Although I love Fark and like both Digg and Memeorandum, the more I learned, the more I really didn’t like knowing how the sausage was made. I also didn’t like seeing all the ways my colleagues in the business were gaming the system. As someone who came from a print journalism background, the whole process seemed a little seedy to me — certainly far from a meritocracy.

So I thought, what if I could create a community site — for people with interests similar to mine — where submitters didn’t have to worry about being “greenlighted” or making the home page?

That’s why I created Spin Thicket.

We’ve hit a number of obstacles along the way that have been educational, such as:

  • Managing Google, which like a light switch decided last spring to reclassify much Spin Thicket content to its supplemental index. We’ve been fighting our way back from that one ever since.

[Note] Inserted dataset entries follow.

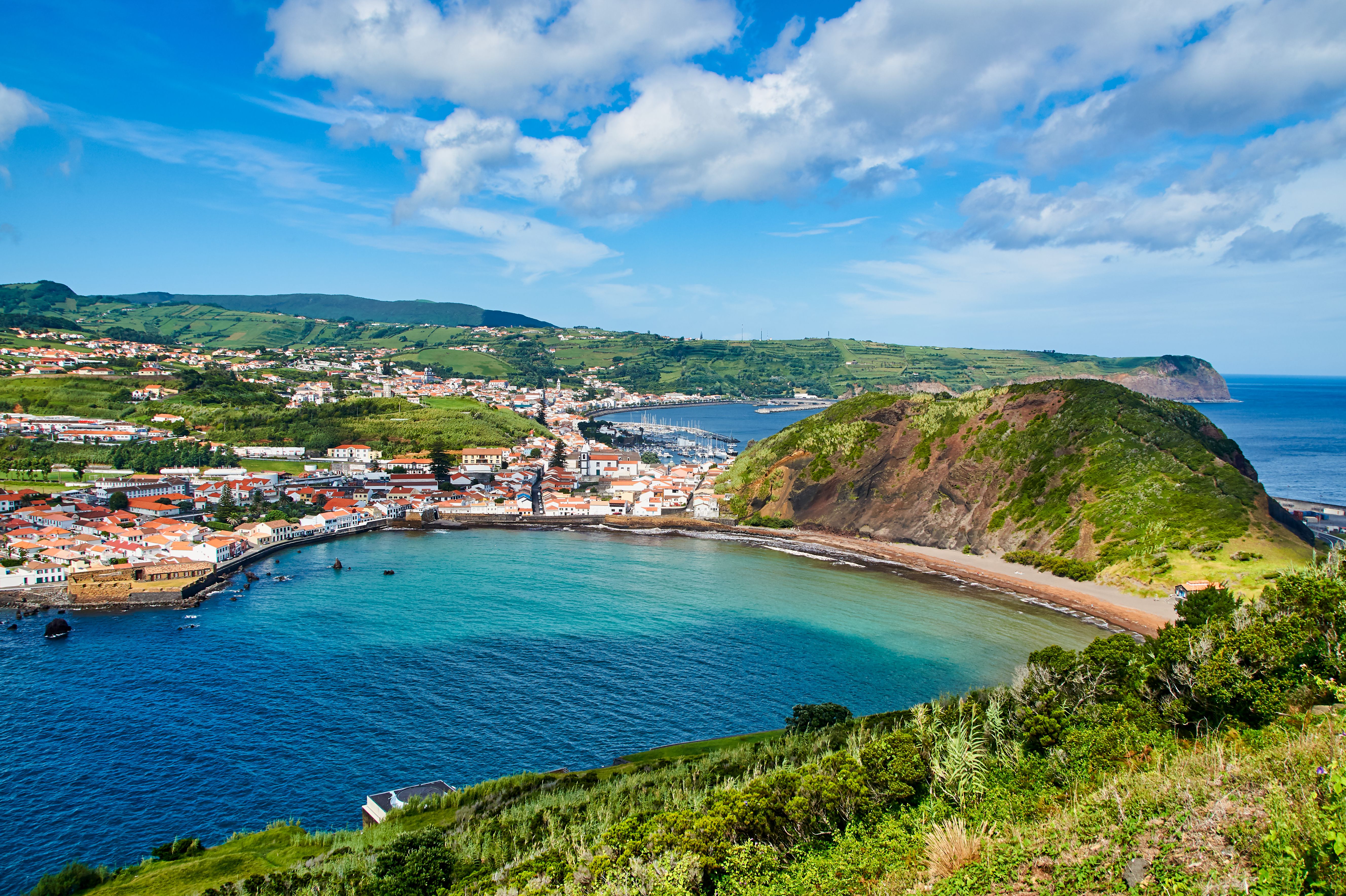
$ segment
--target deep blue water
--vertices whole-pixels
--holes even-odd
[[[1240,404],[1197,410],[1238,443],[1268,494],[1346,502],[1346,377],[1225,381]]]
[[[1100,634],[946,578],[677,535],[374,533],[279,557],[261,569],[295,581],[198,609],[0,632],[0,892],[180,835],[353,827],[394,786],[777,728],[797,702],[903,708]]]
[[[650,422],[709,429],[720,436],[739,439],[738,448],[742,451],[747,447],[748,441],[774,436],[797,420],[804,420],[816,413],[818,412],[779,410],[770,414],[759,414],[752,410],[752,405],[688,405],[684,408],[647,408],[621,414],[606,414],[602,420],[634,421],[645,417]]]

  • Overcoming Technorati, which booted us from its index last spring also. I guess you could say that as an aggregator we deserved it — but at the time, Memeorandum, which has NO original content, was being indexed by Technorati, so I figured what the heck.

I don’t mind so much that these things have happened, because the experiences have helped me in counseling clients. I never intended to make money from the site, anyway — just to gather learnings that I could share with others. And that has certainly been the case.

I’ll be candid about something else. When you start a venture like this — as when you take most risks in life — you learn pretty quickly who your friends are. In blogging, there are people who genuinely like you and/or your blog, and there are others who just want to leverage your influence and/or traffic — and who would just as soon see you fail as succeed. There are even those who very much want you to fail.

That’s just human nature, I guess.

So with that being the state of things, it makes me all the more grateful for those of you who have supported Spin Thicket over the past year. You’ve kept our little site alive, and I really, really hope it’s been worth all your time and effort. I am forever grateful for your believing in the site, and when we are able to grow this site to the size it deserves to be, it will be entirely because of you that it happened.

I’d specifically like to say a huge thank-you to the following folks:

I’d also like to thank my wife, Cathy, and my brother, John.

Now, a promise — I plan to keep it going as long as you want me to. You have my word on that.

Update: I meant to also thank our friends at Pierce Mattie PR for including a Spin Thicket feed on their blog sidebar; we welcome others to do the same.